I re-installed the Nvidia-driver like 4 times!

How large are your images? What denoising parameters do you use?

1 Like

For example, the RAF from https://discuss.pixls.us/t/morning-foggy-view-from-hill/25262:

45.630649 [dev_pixelpipe] took 0.042 secs (0.035 CPU) processed denoise (profiled)’ on GPU, blended on GPU [full]`

This is with default (non-local means).
With the wavelets: chroma only preset:

178.159880 [dev_pixelpipe] took 0.017 secs (0.010 CPU) processed `denoise (profiled)' on GPU, blended on GPU [full]

With the CR2 from https://discuss.pixls.us/t/sharpening-and-denoising-with-dt-and-others/25210:

335.834535 [dev_pixelpipe] took 0.057 secs (0.043 CPU) processed `denoise (profiled)' on GPU, blended on GPU [full]

and

363.669637 [dev_pixelpipe] took 0.023 secs (0.173 CPU) processed `denoise (profiled)' on GPU, blended on GPU [full]

My card is an NVidia 1060/6GB, so it’s older and most probably slower than yours. I’m on darktable master.

1 Like

Well I think the size of the photo does not really matter, it’s the resolution of the screen that matters - at least for the preview.

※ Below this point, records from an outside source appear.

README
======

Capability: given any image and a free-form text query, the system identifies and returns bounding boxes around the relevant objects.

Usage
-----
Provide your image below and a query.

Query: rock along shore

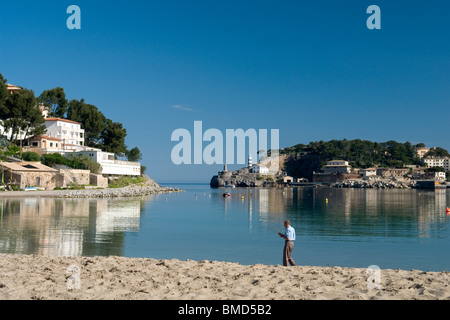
[331,179,415,189]
[0,178,182,198]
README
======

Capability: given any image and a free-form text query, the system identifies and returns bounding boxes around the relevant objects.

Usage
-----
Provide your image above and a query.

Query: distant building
[73,150,141,176]
[0,161,58,189]
[416,147,430,159]
[424,157,450,171]
[6,84,22,95]
[248,154,253,168]
[435,172,446,181]
[45,117,85,147]
[27,135,63,154]
[250,164,270,175]
[362,168,377,180]
[323,160,351,174]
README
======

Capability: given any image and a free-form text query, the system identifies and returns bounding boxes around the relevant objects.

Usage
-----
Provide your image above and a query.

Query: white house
[250,164,270,175]
[45,117,85,147]
[72,150,141,176]
[435,172,446,181]
[323,160,352,174]
[362,168,377,180]
[424,157,450,171]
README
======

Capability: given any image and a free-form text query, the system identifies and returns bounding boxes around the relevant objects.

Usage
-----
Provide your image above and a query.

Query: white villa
[424,157,450,171]
[323,160,352,174]
[73,150,141,176]
[3,82,142,177]
[250,164,270,175]
[362,168,377,180]
[45,117,85,147]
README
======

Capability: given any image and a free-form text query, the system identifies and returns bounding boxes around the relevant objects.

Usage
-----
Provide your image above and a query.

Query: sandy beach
[0,254,448,300]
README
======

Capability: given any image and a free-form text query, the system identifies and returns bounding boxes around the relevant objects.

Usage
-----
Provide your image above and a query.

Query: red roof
[31,135,62,141]
[45,117,81,125]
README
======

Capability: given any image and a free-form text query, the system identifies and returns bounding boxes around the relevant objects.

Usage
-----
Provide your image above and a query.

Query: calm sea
[0,184,449,271]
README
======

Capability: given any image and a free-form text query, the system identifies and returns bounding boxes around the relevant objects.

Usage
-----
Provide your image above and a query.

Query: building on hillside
[323,160,351,174]
[0,161,107,190]
[416,147,430,159]
[45,117,85,147]
[0,161,58,189]
[72,150,141,176]
[25,135,63,154]
[6,84,22,95]
[435,172,446,181]
[22,136,102,155]
[424,157,450,171]
[250,164,270,175]
[362,168,377,180]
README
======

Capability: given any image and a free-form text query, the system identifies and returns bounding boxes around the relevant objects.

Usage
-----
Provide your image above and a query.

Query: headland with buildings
[0,83,179,197]
[211,147,449,190]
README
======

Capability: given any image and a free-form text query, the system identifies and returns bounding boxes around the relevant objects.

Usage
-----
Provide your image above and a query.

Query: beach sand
[0,254,448,300]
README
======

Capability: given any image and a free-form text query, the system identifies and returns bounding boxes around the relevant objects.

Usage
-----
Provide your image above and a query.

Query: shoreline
[0,254,448,300]
[0,181,182,198]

Noise reduction settings: it’s the expensive non local means auto, central pixel weight 5, autoset paramenters 10, strength 0.5.

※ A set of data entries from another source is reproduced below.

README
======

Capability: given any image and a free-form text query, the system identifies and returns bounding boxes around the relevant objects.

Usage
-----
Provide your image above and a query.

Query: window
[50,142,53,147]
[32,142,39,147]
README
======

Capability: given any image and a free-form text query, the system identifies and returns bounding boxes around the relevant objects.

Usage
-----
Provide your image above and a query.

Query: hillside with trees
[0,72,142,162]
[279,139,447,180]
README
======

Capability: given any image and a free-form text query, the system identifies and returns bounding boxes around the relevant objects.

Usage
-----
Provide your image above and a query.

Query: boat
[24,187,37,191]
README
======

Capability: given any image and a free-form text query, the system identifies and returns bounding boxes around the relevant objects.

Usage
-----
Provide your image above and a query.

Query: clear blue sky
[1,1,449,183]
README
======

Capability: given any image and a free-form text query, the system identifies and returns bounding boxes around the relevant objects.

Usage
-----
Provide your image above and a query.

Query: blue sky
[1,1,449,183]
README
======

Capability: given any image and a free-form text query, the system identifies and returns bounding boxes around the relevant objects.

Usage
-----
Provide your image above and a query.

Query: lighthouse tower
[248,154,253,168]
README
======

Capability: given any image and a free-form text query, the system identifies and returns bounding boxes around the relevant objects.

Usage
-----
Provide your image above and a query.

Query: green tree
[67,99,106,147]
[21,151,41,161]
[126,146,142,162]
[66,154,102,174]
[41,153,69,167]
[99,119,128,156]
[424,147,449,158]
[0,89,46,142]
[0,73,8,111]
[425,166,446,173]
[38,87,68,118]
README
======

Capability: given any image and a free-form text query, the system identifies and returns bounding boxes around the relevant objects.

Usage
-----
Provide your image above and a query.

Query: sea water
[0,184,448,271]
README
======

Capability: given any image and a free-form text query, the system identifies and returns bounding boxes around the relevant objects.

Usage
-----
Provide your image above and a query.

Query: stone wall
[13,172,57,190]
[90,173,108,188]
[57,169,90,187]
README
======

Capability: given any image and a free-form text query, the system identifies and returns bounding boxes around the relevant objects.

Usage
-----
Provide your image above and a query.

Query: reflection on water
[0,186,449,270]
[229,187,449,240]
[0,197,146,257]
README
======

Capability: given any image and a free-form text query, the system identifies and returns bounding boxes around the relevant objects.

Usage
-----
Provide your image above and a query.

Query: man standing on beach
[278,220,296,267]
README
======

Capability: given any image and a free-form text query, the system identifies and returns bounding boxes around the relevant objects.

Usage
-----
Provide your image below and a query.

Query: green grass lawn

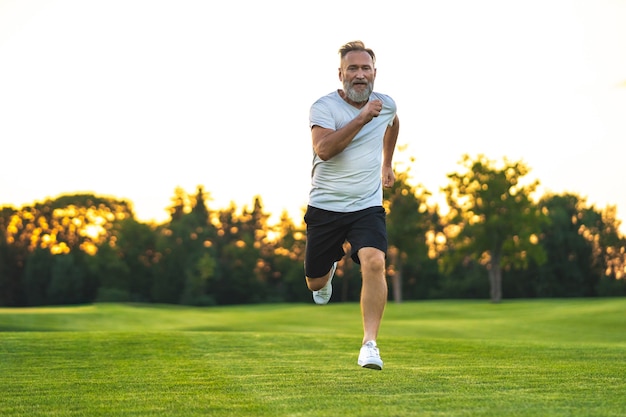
[1,298,625,416]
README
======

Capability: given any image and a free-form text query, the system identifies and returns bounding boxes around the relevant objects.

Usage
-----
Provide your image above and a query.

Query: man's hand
[360,99,383,123]
[382,165,395,188]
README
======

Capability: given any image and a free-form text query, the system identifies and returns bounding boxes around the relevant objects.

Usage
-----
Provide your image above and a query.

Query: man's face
[339,50,376,103]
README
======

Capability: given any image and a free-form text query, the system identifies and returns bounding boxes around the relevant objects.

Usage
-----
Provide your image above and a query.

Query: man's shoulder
[312,91,341,106]
[371,91,395,103]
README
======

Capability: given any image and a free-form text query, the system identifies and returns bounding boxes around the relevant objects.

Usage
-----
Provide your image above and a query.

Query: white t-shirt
[308,90,397,212]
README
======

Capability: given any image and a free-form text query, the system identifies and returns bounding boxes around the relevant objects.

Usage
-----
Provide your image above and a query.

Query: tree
[153,186,218,305]
[107,218,157,302]
[530,194,626,297]
[534,194,597,297]
[442,154,548,302]
[268,209,309,302]
[210,198,270,304]
[384,163,440,302]
[179,185,218,305]
[22,247,54,306]
[595,205,626,295]
[46,253,86,305]
[0,207,27,306]
[0,194,135,306]
[577,202,626,295]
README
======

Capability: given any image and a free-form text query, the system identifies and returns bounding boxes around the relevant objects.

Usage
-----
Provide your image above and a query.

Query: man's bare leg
[358,247,387,344]
[305,267,333,291]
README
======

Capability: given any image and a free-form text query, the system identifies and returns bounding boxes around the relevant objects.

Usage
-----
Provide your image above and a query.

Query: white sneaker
[358,340,383,370]
[312,262,337,305]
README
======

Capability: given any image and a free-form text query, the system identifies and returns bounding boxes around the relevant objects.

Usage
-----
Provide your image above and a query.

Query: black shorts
[304,205,387,279]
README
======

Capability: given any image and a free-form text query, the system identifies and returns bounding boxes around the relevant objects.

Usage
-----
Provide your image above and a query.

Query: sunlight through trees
[1,156,625,307]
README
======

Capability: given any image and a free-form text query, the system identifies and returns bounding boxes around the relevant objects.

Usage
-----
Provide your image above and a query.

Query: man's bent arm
[383,115,400,168]
[312,100,383,161]
[381,115,400,188]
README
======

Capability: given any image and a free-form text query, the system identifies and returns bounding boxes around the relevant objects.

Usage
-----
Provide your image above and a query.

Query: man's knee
[358,248,386,275]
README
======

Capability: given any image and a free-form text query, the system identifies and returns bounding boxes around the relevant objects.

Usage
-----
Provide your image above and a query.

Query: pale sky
[1,0,625,231]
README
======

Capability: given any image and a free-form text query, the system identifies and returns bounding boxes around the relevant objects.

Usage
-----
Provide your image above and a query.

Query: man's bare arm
[382,115,400,187]
[312,100,383,161]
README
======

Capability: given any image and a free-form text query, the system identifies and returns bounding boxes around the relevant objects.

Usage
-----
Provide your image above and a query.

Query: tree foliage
[442,154,548,302]
[384,163,441,301]
[0,157,624,307]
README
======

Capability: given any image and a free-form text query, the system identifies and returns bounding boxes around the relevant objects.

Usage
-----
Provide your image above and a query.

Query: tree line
[1,154,624,307]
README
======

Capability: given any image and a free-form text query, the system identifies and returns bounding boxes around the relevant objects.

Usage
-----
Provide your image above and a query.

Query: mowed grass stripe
[1,299,625,416]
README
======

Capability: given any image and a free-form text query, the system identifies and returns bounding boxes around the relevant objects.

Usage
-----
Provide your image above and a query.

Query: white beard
[344,80,373,103]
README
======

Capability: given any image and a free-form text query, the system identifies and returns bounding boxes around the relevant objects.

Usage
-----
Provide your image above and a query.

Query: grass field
[1,298,625,416]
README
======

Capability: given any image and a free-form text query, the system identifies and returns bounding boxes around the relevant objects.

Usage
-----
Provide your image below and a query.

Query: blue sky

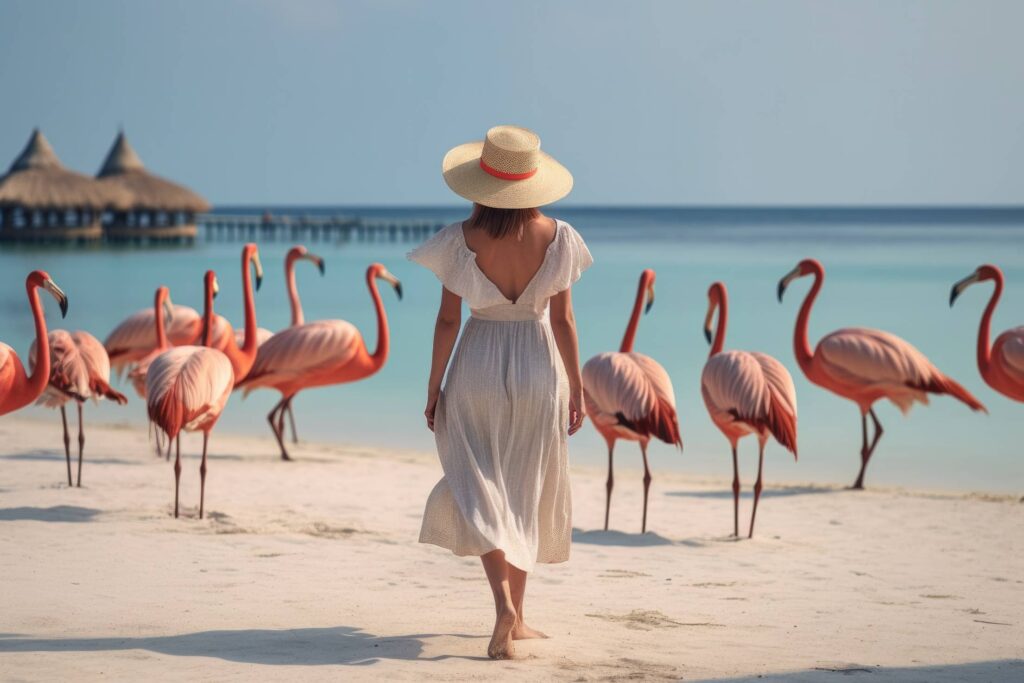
[1,0,1022,206]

The raws are from an Olympus E-M5 Mark 3, 20 megapixels.

Btw, I also tested this on my Intel i7 laptop, and that one is faster than my brand new desktop.
So, looks like there is nothing directly wrong with darktable for Windows.
However, on Linux, on my laptop, I am not sure whether there is much benefit from OpenCL - apparently there is not so much difference with and without Opencl.
I think I am a bit confused.

maybe preview pipe and ful pixel pipe are both processed on the same device.
try darktable -d perf -d opencl | grep -e'dev_process_' -e'using device' to get an idea which pipe is processed on which device.

To speedup stuff it might be helpful to manually set prioritization in darktablerc.

For my system configuration prioritizing the more powerful device for full pixelpipe, and explicitly deprioritize this device for preview pipe (opencl_device_priority=1,0,*/!1,*/1,0,*/*/*) increased overall performance for me. You need to play around with these settings …

if that doesnt help you also can reduce the preview image to 1/2 or even 1/4 size in preferences to speed up this.

1 Like

I don’t quite understand. My desktop PC only has one OpenCL device, so there is no point in setting the device priority oder, in there?
Nevertheless I will try the command you suggested.
However, if I exclude the device from processing some preview, does that mean that the CPU will be used instead?
I am more and more confused. Why is there a problem on Windows while on Linux everything is fine? The settings are the same, aren’t they? The software version is the same.

you can check the opencl capable devices with darktable-cltest. this also gives you the numbering of your gpu devices.
Usually the cpu’s on board gpu can also support opencl. But maybe you need to disable blacklisting in darktablerc first - but this depends on your cpu.

1 Like

but not the drivers :wink:

1 Like

According to darktable-cltest There is only one device 0 which is the Nvidia. What a surprise! My system does not have any igpu.

I think I will create a second user account and test again. Something is messed up.

I just upgraded the Nvidia driver (Win) on my laptop. I think the driver is broken. It’s slower - as slow as without opencl.